Attribution is the process by which we assign a score ('cred') to every node in a contribution graph. It uses a PageRank-based algorithm, although in contrast to canonical PageRank, there is no random teleportation vector. (Due to the lack of a teleportation vector, it's possible that the chain is not ergodic, and that the algorithm will fail to converge. There's no particular reason we don't have a teleportation vector, and may choose to add one in the future.)

Creating the Markov Chain

We convert the contribution graph into a Markov Chain. For every node in the graph, we create a self-loop connection with a small 'synthetic loop weight' (usually 1E-3). This ensures that every node has at least some outbound connections (in lieu of a teleportation vector). Without such a loop, the Graph might not correspond to a valid Markov Chain.

We then add connections corresponding to edges in the graph. Specifically, for every edge, we add a connection from its src to dst with a weight edge.toWeight * dst.weight, and we create a connection from its dst to src with weight edge.froWeight * src.weight.

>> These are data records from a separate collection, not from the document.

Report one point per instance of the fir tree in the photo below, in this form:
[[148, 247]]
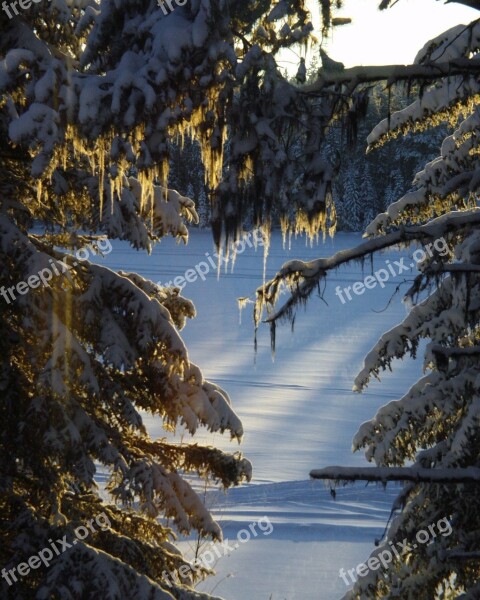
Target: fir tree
[[429, 437]]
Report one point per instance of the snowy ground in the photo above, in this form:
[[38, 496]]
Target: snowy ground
[[298, 413]]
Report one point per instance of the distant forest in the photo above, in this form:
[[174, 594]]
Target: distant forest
[[366, 183]]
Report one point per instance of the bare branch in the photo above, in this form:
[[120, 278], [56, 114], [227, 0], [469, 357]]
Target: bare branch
[[303, 276], [392, 74]]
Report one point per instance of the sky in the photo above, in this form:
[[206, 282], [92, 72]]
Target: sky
[[392, 36]]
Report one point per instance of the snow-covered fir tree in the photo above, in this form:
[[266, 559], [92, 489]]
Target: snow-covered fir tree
[[429, 437], [92, 97]]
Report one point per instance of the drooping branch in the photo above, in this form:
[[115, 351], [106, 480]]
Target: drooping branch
[[384, 474], [392, 74], [302, 277]]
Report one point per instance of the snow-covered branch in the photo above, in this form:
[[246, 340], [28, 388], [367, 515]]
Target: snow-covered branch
[[302, 277], [392, 74]]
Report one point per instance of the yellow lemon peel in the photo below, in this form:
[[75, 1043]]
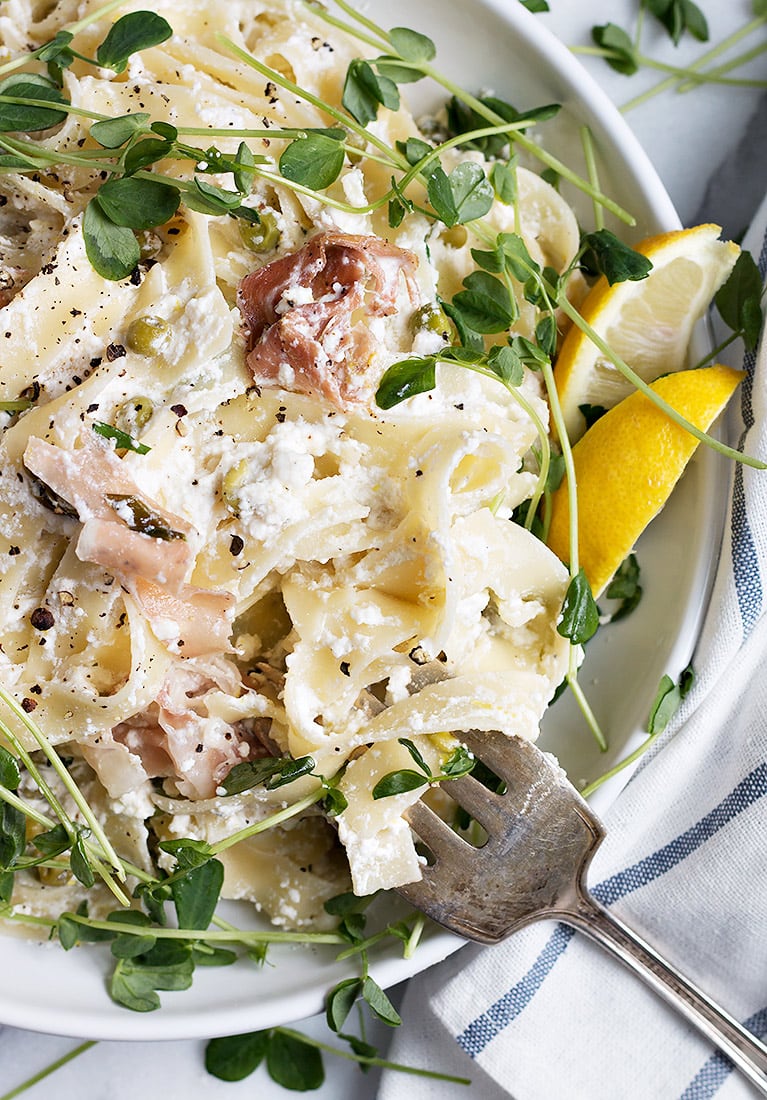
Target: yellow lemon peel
[[627, 464]]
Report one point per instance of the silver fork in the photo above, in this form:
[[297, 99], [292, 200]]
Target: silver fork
[[541, 837]]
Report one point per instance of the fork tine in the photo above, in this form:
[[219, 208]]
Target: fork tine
[[513, 759], [433, 831], [483, 805]]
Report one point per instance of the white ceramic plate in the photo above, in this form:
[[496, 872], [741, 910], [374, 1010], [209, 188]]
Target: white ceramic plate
[[486, 44]]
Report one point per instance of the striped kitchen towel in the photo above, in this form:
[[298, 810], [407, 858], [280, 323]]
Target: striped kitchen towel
[[547, 1015]]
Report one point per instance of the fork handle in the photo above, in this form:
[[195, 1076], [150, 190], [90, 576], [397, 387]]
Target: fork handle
[[746, 1052]]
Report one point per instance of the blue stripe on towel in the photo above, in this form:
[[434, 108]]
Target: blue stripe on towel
[[714, 1073], [745, 560], [481, 1031]]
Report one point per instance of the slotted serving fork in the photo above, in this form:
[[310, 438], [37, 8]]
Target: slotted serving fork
[[541, 837]]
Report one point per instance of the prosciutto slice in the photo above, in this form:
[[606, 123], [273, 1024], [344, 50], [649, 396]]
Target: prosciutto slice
[[86, 477], [186, 733], [307, 314]]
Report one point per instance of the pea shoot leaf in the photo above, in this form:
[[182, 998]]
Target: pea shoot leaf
[[460, 762], [122, 440], [392, 67], [680, 15], [166, 131], [468, 337], [188, 853], [335, 802], [411, 45], [580, 616], [195, 894], [293, 1063], [486, 304], [315, 162], [7, 879], [154, 895], [145, 152], [53, 842], [622, 55], [243, 174], [340, 1001], [605, 254], [415, 150], [546, 334], [374, 996], [518, 262], [668, 700], [364, 91], [138, 204], [112, 133], [25, 117], [413, 749], [167, 966], [738, 300], [404, 380], [506, 364], [80, 864], [139, 30], [463, 196], [271, 771], [398, 782], [234, 1057], [12, 835], [140, 517]]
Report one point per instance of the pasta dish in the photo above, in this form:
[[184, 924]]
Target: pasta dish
[[233, 582]]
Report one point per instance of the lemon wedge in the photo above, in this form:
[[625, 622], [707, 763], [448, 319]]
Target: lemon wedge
[[647, 323], [627, 463]]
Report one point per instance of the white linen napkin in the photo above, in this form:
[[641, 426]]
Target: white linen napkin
[[547, 1014]]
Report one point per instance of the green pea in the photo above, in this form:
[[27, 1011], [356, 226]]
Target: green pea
[[262, 235], [148, 336], [233, 480], [433, 318]]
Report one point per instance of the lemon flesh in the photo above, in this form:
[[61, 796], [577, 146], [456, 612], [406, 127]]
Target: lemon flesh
[[626, 465], [647, 323]]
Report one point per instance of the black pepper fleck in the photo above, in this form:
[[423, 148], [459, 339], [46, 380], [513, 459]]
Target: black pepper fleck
[[42, 618]]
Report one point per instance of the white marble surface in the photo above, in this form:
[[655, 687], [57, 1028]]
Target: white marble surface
[[710, 147]]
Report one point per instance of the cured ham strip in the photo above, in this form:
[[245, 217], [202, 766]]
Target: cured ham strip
[[182, 735], [195, 623], [306, 315], [190, 622], [87, 477], [129, 553]]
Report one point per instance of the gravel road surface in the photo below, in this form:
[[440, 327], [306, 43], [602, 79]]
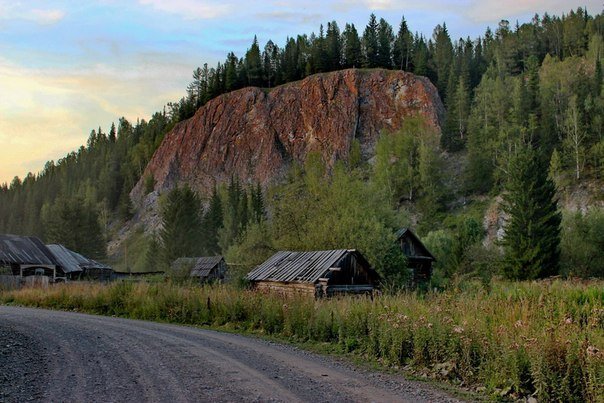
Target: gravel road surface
[[71, 357]]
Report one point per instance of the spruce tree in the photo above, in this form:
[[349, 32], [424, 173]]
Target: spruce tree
[[403, 46], [333, 46], [532, 233], [352, 47], [253, 64], [213, 222], [181, 233], [385, 40], [370, 42]]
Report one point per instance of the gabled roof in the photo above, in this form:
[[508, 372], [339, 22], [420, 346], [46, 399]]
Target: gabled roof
[[303, 267], [15, 249], [65, 258], [72, 261], [200, 266], [204, 265], [406, 232]]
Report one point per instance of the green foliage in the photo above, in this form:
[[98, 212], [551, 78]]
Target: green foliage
[[532, 233], [149, 183], [513, 341], [75, 225], [583, 244], [182, 231], [408, 166], [317, 211]]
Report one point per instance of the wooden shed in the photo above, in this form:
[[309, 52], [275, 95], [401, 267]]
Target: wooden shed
[[28, 256], [205, 269], [79, 266], [419, 258], [316, 273]]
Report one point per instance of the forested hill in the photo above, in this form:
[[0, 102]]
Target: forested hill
[[540, 80]]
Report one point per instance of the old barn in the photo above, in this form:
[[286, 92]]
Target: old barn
[[79, 266], [317, 273], [204, 269], [28, 256], [419, 258]]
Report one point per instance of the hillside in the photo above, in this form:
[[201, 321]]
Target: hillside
[[256, 135]]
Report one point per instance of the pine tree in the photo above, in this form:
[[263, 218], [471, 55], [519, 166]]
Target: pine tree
[[253, 64], [112, 133], [333, 46], [385, 40], [181, 233], [212, 223], [532, 233], [443, 56], [420, 56], [370, 43], [152, 258], [257, 199], [352, 47], [403, 46]]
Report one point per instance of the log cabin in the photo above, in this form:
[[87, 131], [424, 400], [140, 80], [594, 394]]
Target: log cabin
[[316, 273]]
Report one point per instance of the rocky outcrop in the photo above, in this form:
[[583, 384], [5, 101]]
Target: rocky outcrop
[[255, 134]]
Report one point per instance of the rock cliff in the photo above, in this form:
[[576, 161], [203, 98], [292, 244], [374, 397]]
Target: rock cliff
[[255, 134]]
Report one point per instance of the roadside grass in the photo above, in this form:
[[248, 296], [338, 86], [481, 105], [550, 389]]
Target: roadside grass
[[542, 339]]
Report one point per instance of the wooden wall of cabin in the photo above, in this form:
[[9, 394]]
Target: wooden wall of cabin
[[290, 289], [352, 272]]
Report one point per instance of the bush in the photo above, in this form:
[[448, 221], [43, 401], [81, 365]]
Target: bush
[[544, 339], [582, 246]]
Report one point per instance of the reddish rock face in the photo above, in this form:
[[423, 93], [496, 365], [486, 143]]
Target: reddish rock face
[[256, 135]]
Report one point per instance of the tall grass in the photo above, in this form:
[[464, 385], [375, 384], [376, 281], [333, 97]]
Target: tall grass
[[543, 339]]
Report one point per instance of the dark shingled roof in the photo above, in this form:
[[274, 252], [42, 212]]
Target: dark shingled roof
[[300, 266], [200, 266], [72, 261], [407, 232], [16, 249], [204, 266]]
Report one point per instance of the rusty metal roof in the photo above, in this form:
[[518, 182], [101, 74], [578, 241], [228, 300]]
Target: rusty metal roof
[[72, 261], [204, 265], [406, 232], [200, 266], [15, 249], [304, 267], [65, 258]]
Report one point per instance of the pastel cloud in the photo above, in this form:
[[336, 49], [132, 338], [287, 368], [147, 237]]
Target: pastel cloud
[[482, 11], [45, 113], [11, 10], [189, 9]]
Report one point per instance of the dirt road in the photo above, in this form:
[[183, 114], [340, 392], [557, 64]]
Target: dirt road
[[71, 357]]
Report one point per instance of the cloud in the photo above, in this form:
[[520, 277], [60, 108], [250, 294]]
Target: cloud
[[190, 9], [479, 11], [10, 10], [45, 113], [290, 17], [46, 17]]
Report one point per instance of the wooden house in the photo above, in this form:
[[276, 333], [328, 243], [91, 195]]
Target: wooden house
[[316, 273], [419, 258], [204, 269], [78, 265], [28, 256]]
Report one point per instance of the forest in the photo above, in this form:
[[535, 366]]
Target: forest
[[522, 98]]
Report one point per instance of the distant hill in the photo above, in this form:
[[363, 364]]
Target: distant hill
[[255, 135]]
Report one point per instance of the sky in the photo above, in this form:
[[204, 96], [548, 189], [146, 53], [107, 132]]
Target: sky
[[68, 66]]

Finally, we normalize the weights so that the outbound connections for each node sum to 1 (i.e. it's a valid Markov Chain).

Assigning Raw Cred

Once the Markov chain is created, we are ready to assign cred. We start with a uniform distribution over over every node in the graph. Then, we successively update that distribution with Markov chain actions, until we find a stationary distribution. We measure how well converged a distribution is by looking at the infinity-norm difference between that distribution and the distribution with one more Markov action applied. Concretely, if A is the transition matrix corresponding to the chain, then:

convergenceDelta(x: Distribution) = infinityNorm(x - A * x)

We keep iterating until the convergence delta is sufficiently small, or until a max number of iterations is reached.

Normalizing Cred Scores

The raw cred scores generalized by this algorithm form a probability distribution. This means that most users will have tiny scores like 0.00363, which is aesthetically unappealing for human consumption, and hard to compare across projects. To make the scores easier for humans to remember and interpret, we re-normalize the scores so that all GitHub user accounts, in aggregate, share 1000 cred. The normalization algorithm is linear, i.e. every score is multiplied by the same constant.